Bu arada Merkez Bankası tek başına ve zorunu karşılık artışı ile sınırlı önlemlerinin kredilerdeki artışı durduramayacağını çok iyi bilen ekonomi yönetimi, çareyi bankalara sopa sallamakta buldu. Ekonomiden Sorumlu Başbakan Yardımcısı Ali Babacan ve BDDK Başkanı, her fırsatta kredilerini yüzde 25’ten fazla artıran bankaların cezalandırılacağı mesajını verdiler. Bu yaklaşıma göre kredilerini, mevzuatın gerektirdiği tüm kurallara uyarak artıran bir banka bile, mevzuatta yer almayan bir ceza ile karşılaşabilecekti.
Merkez Bankası, yılın ikinci yarısında politikalarını değiştirince kredilerdeki yüzde 25 kuralı da gevşetildi. Ancak yine de yıllık kredi genişlemesi ekonomi yönetiminin istediğine uygun bir düzeyde gerçekleşti. Merkez Bankası’nın haftalık bülteninde yer alan verilere göre yurtiçi TL kredilerdeki büyüme yüzde 25.90’da kaldı. Yurtiçi döviz kredilerindeki artış ise TL değeri olarak yüzde 58.24 oldu. Ancak bu hesaba dolar kurundaki artışa göre bakarsak, yurtiçi döviz kredilerindeki gerçek artış yüzde 28.26 düzeyinde kalıyor.

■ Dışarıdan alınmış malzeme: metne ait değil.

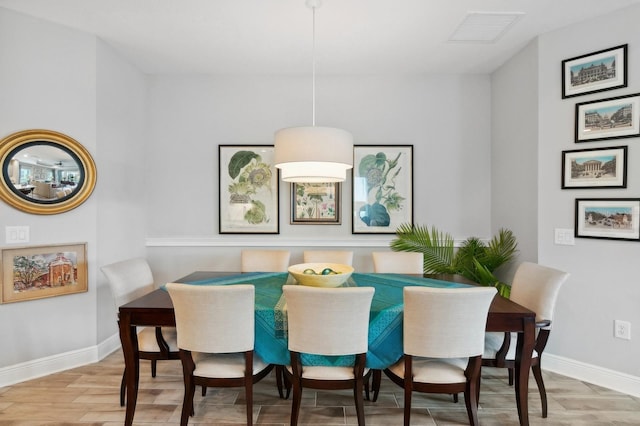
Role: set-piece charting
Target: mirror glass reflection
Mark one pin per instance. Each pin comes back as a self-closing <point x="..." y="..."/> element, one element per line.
<point x="43" y="172"/>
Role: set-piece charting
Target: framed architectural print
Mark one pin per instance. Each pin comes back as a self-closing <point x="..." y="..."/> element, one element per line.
<point x="248" y="196"/>
<point x="382" y="188"/>
<point x="595" y="168"/>
<point x="315" y="203"/>
<point x="610" y="118"/>
<point x="595" y="72"/>
<point x="609" y="218"/>
<point x="36" y="272"/>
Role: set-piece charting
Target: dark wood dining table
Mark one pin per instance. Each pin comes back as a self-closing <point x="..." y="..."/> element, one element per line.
<point x="156" y="309"/>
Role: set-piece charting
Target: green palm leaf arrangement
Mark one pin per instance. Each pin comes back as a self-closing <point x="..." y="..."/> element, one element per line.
<point x="474" y="260"/>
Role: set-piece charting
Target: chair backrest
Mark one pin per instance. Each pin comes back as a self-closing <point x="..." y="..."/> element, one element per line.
<point x="328" y="321"/>
<point x="343" y="257"/>
<point x="214" y="319"/>
<point x="264" y="260"/>
<point x="536" y="287"/>
<point x="398" y="262"/>
<point x="445" y="322"/>
<point x="129" y="279"/>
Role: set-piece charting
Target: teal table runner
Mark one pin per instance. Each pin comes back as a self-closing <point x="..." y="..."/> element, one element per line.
<point x="385" y="321"/>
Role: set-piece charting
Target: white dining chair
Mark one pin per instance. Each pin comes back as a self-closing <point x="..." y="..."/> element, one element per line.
<point x="128" y="280"/>
<point x="344" y="257"/>
<point x="397" y="262"/>
<point x="328" y="321"/>
<point x="215" y="326"/>
<point x="443" y="340"/>
<point x="264" y="260"/>
<point x="535" y="287"/>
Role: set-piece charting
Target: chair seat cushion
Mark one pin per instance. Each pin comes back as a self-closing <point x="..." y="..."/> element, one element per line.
<point x="493" y="342"/>
<point x="431" y="370"/>
<point x="147" y="339"/>
<point x="224" y="365"/>
<point x="327" y="372"/>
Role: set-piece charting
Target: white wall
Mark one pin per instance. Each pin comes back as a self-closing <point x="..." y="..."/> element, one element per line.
<point x="445" y="117"/>
<point x="603" y="284"/>
<point x="120" y="159"/>
<point x="47" y="80"/>
<point x="514" y="153"/>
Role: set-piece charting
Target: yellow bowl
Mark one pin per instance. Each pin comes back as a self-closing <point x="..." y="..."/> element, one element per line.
<point x="317" y="279"/>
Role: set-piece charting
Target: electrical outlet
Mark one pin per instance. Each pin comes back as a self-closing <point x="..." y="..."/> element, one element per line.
<point x="622" y="329"/>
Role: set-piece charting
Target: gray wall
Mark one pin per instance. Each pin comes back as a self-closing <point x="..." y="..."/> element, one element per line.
<point x="603" y="284"/>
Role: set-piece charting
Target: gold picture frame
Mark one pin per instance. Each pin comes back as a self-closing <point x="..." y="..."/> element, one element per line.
<point x="37" y="272"/>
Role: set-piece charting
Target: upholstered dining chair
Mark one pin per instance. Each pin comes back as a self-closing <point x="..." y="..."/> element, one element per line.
<point x="397" y="262"/>
<point x="215" y="326"/>
<point x="264" y="260"/>
<point x="443" y="340"/>
<point x="327" y="321"/>
<point x="128" y="280"/>
<point x="344" y="257"/>
<point x="535" y="287"/>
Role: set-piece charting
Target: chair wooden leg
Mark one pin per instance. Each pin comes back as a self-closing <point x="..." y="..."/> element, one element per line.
<point x="123" y="387"/>
<point x="375" y="386"/>
<point x="187" y="403"/>
<point x="297" y="400"/>
<point x="279" y="380"/>
<point x="537" y="373"/>
<point x="359" y="401"/>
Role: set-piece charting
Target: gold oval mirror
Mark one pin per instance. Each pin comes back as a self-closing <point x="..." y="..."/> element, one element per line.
<point x="45" y="172"/>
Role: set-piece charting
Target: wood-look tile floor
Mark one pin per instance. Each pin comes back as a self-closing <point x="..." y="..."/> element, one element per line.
<point x="89" y="395"/>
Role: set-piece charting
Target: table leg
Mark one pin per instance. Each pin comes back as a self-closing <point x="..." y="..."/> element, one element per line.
<point x="129" y="341"/>
<point x="524" y="349"/>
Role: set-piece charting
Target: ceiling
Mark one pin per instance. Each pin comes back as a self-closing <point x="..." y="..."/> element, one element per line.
<point x="276" y="36"/>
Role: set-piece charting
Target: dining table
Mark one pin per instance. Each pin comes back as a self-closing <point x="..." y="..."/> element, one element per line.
<point x="385" y="323"/>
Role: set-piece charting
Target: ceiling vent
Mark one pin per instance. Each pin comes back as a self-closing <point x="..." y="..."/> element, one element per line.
<point x="484" y="27"/>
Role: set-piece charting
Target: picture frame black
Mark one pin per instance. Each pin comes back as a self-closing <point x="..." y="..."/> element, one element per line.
<point x="594" y="168"/>
<point x="610" y="118"/>
<point x="315" y="203"/>
<point x="608" y="218"/>
<point x="595" y="72"/>
<point x="248" y="197"/>
<point x="382" y="188"/>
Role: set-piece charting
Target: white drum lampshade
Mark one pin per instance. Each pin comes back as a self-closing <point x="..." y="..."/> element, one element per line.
<point x="313" y="154"/>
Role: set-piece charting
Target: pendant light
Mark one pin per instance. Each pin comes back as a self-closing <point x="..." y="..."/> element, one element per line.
<point x="311" y="153"/>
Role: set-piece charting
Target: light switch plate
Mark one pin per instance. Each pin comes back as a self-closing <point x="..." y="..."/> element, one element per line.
<point x="17" y="234"/>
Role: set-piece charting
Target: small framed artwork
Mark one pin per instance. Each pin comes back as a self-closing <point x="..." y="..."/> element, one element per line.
<point x="595" y="72"/>
<point x="248" y="196"/>
<point x="315" y="203"/>
<point x="382" y="188"/>
<point x="36" y="272"/>
<point x="610" y="118"/>
<point x="595" y="168"/>
<point x="609" y="218"/>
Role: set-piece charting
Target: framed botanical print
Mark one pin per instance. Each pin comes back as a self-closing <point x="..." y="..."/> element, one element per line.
<point x="248" y="195"/>
<point x="382" y="188"/>
<point x="315" y="203"/>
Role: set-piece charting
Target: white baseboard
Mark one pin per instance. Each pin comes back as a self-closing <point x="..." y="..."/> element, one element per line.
<point x="53" y="364"/>
<point x="604" y="377"/>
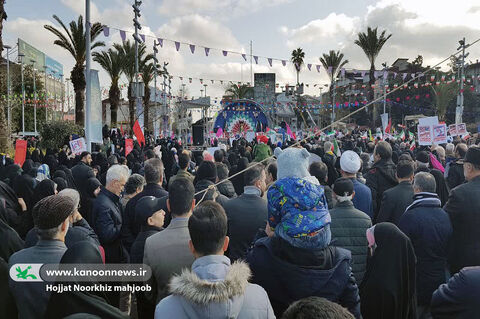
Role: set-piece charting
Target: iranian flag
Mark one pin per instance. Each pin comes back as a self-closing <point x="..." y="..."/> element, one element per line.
<point x="336" y="149"/>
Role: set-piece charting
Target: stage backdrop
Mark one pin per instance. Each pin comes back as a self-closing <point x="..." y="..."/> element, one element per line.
<point x="240" y="116"/>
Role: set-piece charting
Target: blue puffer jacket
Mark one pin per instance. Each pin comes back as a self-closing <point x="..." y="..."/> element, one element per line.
<point x="286" y="282"/>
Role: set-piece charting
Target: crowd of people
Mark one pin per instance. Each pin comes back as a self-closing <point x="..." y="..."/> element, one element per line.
<point x="324" y="228"/>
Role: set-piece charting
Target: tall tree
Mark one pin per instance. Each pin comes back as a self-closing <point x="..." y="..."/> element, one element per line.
<point x="4" y="134"/>
<point x="112" y="62"/>
<point x="74" y="42"/>
<point x="241" y="91"/>
<point x="127" y="51"/>
<point x="148" y="72"/>
<point x="297" y="59"/>
<point x="444" y="94"/>
<point x="371" y="44"/>
<point x="333" y="62"/>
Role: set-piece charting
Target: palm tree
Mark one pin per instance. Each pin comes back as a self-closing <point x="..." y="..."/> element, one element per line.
<point x="334" y="61"/>
<point x="111" y="61"/>
<point x="4" y="133"/>
<point x="297" y="59"/>
<point x="127" y="51"/>
<point x="74" y="42"/>
<point x="444" y="93"/>
<point x="148" y="72"/>
<point x="241" y="91"/>
<point x="372" y="44"/>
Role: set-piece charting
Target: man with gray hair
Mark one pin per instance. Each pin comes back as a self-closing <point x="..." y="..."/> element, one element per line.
<point x="107" y="214"/>
<point x="329" y="159"/>
<point x="51" y="217"/>
<point x="429" y="229"/>
<point x="154" y="178"/>
<point x="79" y="229"/>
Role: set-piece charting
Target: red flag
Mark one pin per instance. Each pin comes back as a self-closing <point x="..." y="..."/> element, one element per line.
<point x="389" y="126"/>
<point x="128" y="146"/>
<point x="20" y="152"/>
<point x="138" y="133"/>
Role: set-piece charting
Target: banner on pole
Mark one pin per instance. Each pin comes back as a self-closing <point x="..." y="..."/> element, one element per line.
<point x="440" y="134"/>
<point x="424" y="134"/>
<point x="78" y="146"/>
<point x="20" y="152"/>
<point x="128" y="146"/>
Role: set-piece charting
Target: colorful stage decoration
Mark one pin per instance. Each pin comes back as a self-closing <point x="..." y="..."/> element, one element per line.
<point x="241" y="116"/>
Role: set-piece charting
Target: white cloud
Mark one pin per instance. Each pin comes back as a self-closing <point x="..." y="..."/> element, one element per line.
<point x="232" y="7"/>
<point x="202" y="30"/>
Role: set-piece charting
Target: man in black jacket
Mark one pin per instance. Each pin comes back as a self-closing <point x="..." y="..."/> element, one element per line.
<point x="454" y="169"/>
<point x="382" y="175"/>
<point x="463" y="207"/>
<point x="246" y="213"/>
<point x="154" y="178"/>
<point x="396" y="199"/>
<point x="108" y="217"/>
<point x="82" y="172"/>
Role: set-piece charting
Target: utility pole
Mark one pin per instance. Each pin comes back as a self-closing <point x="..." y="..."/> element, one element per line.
<point x="34" y="97"/>
<point x="251" y="63"/>
<point x="46" y="93"/>
<point x="385" y="75"/>
<point x="88" y="99"/>
<point x="459" y="110"/>
<point x="54" y="95"/>
<point x="21" y="56"/>
<point x="9" y="111"/>
<point x="155" y="73"/>
<point x="137" y="94"/>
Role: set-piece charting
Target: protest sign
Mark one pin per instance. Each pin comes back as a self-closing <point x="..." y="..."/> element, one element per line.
<point x="424" y="134"/>
<point x="20" y="152"/>
<point x="440" y="134"/>
<point x="78" y="146"/>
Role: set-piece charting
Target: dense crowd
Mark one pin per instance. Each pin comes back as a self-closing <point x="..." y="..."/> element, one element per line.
<point x="344" y="228"/>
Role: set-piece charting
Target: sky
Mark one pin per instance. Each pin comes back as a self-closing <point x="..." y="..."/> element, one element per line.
<point x="275" y="27"/>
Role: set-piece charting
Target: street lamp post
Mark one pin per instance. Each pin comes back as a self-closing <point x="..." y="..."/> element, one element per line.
<point x="34" y="97"/>
<point x="9" y="111"/>
<point x="21" y="56"/>
<point x="46" y="93"/>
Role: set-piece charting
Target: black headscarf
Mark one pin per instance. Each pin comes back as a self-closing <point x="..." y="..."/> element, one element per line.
<point x="52" y="163"/>
<point x="69" y="176"/>
<point x="10" y="242"/>
<point x="64" y="304"/>
<point x="388" y="287"/>
<point x="237" y="181"/>
<point x="61" y="183"/>
<point x="206" y="171"/>
<point x="43" y="189"/>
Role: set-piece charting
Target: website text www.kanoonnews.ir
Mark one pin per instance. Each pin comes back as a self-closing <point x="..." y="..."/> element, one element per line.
<point x="85" y="277"/>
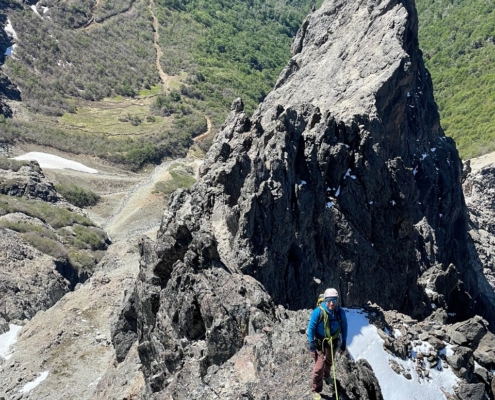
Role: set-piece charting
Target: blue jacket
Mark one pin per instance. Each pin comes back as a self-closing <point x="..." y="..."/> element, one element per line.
<point x="317" y="330"/>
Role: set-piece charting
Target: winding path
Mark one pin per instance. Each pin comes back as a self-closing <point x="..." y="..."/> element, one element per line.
<point x="138" y="211"/>
<point x="156" y="37"/>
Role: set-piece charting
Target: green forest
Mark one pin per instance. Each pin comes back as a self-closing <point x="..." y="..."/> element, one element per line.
<point x="458" y="42"/>
<point x="81" y="57"/>
<point x="87" y="52"/>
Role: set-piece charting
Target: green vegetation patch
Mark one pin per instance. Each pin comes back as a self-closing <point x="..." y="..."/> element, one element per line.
<point x="88" y="238"/>
<point x="46" y="212"/>
<point x="77" y="195"/>
<point x="228" y="49"/>
<point x="46" y="245"/>
<point x="70" y="237"/>
<point x="458" y="41"/>
<point x="14" y="165"/>
<point x="181" y="177"/>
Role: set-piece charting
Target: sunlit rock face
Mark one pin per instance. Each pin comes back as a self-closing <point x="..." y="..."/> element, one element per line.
<point x="342" y="178"/>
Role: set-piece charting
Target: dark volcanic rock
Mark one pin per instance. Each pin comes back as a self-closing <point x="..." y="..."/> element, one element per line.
<point x="479" y="190"/>
<point x="29" y="281"/>
<point x="28" y="182"/>
<point x="343" y="177"/>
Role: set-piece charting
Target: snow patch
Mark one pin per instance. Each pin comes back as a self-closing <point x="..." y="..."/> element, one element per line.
<point x="31" y="385"/>
<point x="95" y="382"/>
<point x="10" y="50"/>
<point x="7" y="339"/>
<point x="33" y="7"/>
<point x="49" y="161"/>
<point x="365" y="343"/>
<point x="9" y="29"/>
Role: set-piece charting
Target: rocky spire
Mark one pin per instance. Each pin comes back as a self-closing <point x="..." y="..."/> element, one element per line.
<point x="343" y="177"/>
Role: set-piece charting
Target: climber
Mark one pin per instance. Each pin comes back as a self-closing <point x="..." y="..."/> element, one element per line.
<point x="327" y="322"/>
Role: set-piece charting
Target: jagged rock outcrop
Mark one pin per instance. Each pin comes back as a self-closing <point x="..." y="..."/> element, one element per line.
<point x="45" y="250"/>
<point x="29" y="280"/>
<point x="479" y="191"/>
<point x="28" y="181"/>
<point x="343" y="177"/>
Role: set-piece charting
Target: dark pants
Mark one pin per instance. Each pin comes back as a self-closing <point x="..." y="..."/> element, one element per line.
<point x="323" y="365"/>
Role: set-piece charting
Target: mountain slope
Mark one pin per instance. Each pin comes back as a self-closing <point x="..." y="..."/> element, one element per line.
<point x="458" y="41"/>
<point x="78" y="64"/>
<point x="341" y="178"/>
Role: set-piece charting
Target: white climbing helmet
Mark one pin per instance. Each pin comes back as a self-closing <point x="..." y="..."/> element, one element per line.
<point x="331" y="293"/>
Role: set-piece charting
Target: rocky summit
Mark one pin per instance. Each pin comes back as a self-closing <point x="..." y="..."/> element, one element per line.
<point x="342" y="178"/>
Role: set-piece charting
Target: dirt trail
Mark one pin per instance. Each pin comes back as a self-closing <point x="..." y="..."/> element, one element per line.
<point x="140" y="210"/>
<point x="156" y="37"/>
<point x="92" y="22"/>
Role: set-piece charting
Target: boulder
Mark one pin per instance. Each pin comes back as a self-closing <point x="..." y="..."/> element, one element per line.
<point x="341" y="178"/>
<point x="485" y="352"/>
<point x="468" y="332"/>
<point x="474" y="391"/>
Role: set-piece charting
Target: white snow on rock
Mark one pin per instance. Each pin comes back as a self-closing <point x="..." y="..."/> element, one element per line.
<point x="7" y="340"/>
<point x="9" y="29"/>
<point x="31" y="385"/>
<point x="49" y="161"/>
<point x="10" y="50"/>
<point x="33" y="7"/>
<point x="365" y="343"/>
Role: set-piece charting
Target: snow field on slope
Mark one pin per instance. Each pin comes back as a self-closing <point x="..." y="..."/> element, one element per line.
<point x="365" y="343"/>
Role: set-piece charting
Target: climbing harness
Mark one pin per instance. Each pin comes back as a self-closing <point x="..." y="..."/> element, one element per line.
<point x="333" y="369"/>
<point x="329" y="338"/>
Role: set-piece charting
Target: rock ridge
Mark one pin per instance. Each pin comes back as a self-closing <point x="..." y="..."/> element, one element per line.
<point x="343" y="177"/>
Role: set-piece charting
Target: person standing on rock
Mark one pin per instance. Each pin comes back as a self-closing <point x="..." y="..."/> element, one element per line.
<point x="327" y="322"/>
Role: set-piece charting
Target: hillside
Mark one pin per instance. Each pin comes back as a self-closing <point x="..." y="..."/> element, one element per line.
<point x="132" y="82"/>
<point x="458" y="41"/>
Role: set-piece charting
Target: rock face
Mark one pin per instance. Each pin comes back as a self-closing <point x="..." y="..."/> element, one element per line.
<point x="29" y="280"/>
<point x="479" y="191"/>
<point x="35" y="274"/>
<point x="28" y="181"/>
<point x="342" y="178"/>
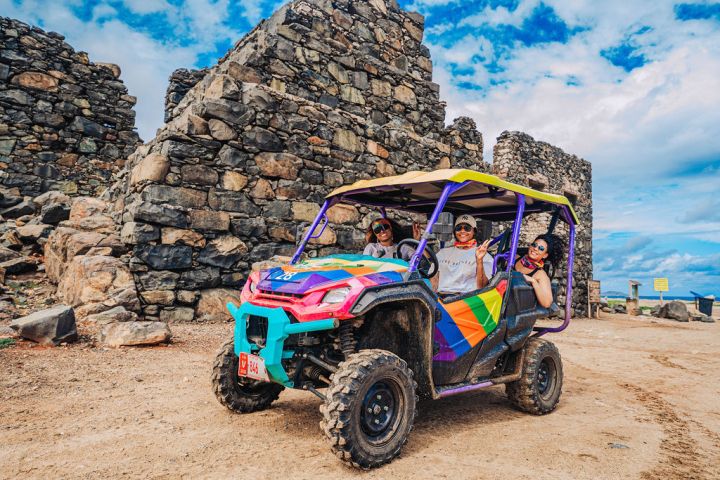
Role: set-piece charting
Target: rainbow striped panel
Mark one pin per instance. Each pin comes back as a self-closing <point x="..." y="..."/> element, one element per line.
<point x="465" y="323"/>
<point x="301" y="277"/>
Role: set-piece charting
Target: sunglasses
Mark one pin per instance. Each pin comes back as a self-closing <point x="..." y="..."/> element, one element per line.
<point x="380" y="227"/>
<point x="538" y="246"/>
<point x="463" y="227"/>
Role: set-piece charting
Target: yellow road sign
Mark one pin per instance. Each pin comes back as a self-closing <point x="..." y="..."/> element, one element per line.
<point x="661" y="284"/>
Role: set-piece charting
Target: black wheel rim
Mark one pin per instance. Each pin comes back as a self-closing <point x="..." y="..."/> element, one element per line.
<point x="546" y="377"/>
<point x="379" y="414"/>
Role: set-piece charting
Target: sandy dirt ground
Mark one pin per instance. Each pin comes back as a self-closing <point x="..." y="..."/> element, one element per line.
<point x="641" y="399"/>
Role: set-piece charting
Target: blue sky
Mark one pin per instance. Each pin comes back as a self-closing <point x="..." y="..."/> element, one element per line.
<point x="632" y="86"/>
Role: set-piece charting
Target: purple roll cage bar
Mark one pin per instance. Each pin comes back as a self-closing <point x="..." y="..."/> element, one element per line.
<point x="448" y="190"/>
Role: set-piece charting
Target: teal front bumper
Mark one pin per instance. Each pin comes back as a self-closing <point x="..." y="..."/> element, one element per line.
<point x="279" y="328"/>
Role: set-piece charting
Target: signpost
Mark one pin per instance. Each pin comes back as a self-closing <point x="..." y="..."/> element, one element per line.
<point x="661" y="285"/>
<point x="594" y="297"/>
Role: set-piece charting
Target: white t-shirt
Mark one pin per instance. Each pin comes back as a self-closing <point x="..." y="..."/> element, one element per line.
<point x="458" y="269"/>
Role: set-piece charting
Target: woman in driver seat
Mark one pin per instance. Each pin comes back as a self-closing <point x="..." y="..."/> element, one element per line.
<point x="380" y="237"/>
<point x="465" y="266"/>
<point x="545" y="248"/>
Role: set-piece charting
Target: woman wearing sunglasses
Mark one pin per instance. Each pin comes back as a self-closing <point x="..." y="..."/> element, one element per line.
<point x="465" y="266"/>
<point x="380" y="237"/>
<point x="545" y="249"/>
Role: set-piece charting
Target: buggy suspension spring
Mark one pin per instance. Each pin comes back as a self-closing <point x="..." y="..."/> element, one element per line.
<point x="347" y="339"/>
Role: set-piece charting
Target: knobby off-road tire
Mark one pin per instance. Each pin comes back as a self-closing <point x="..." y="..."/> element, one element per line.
<point x="370" y="408"/>
<point x="241" y="395"/>
<point x="540" y="385"/>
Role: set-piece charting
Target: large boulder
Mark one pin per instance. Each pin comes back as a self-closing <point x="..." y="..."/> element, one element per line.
<point x="49" y="327"/>
<point x="675" y="310"/>
<point x="117" y="314"/>
<point x="98" y="283"/>
<point x="134" y="333"/>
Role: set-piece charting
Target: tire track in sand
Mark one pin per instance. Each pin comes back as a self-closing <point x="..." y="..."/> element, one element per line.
<point x="681" y="458"/>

Merkez Bankası’nın hesabına göre bu durumda cari açığın milli gelire oranının yüzde 6’yı geçmemesi gerekirdi. Oysa evdeki hesap çarşıya uymadı ve cari açığın milli gelire oranı yüzde 10’a yakın bir düzeye çıktı.
Ekonomi yönetiminin bir yıl boyunca bankalara sopa sallayarak savunduğu hesapta, bu kadar büyük sapma neden oldu? Birincisi Merkez Bankası’nın hesap modelinin pek de gerçekçi bir model olmadığı ortaya çıktı. İkincisi yıllardır sırtını sıcak paraya dayayan ekonomi anlayışının gözlerden kaçırmaya çalıştığı önemli bir faktör daha var: Dış borçlanma. Reel sektörün kısa vadeli borçlanması 2011’de sıçrama yaptı. Reel sektörün kısa vadeli dış borçları, ekim itibarıyla 2010 sonuna göre 74.6 arttı. Reel sektörün uzun vadeli dış borçları ise 2009 ve 2010’da düşmesine karşın 2011’de yüzde 2.38 arttı.
Sıcak para ve sermaye hareketlerine kısıtlama getirilmeden sadece banka kredilerini frenleyerek cari açıkta etkili bir düşüş sağlanamayacağı bir kez daha ortaya çıktı.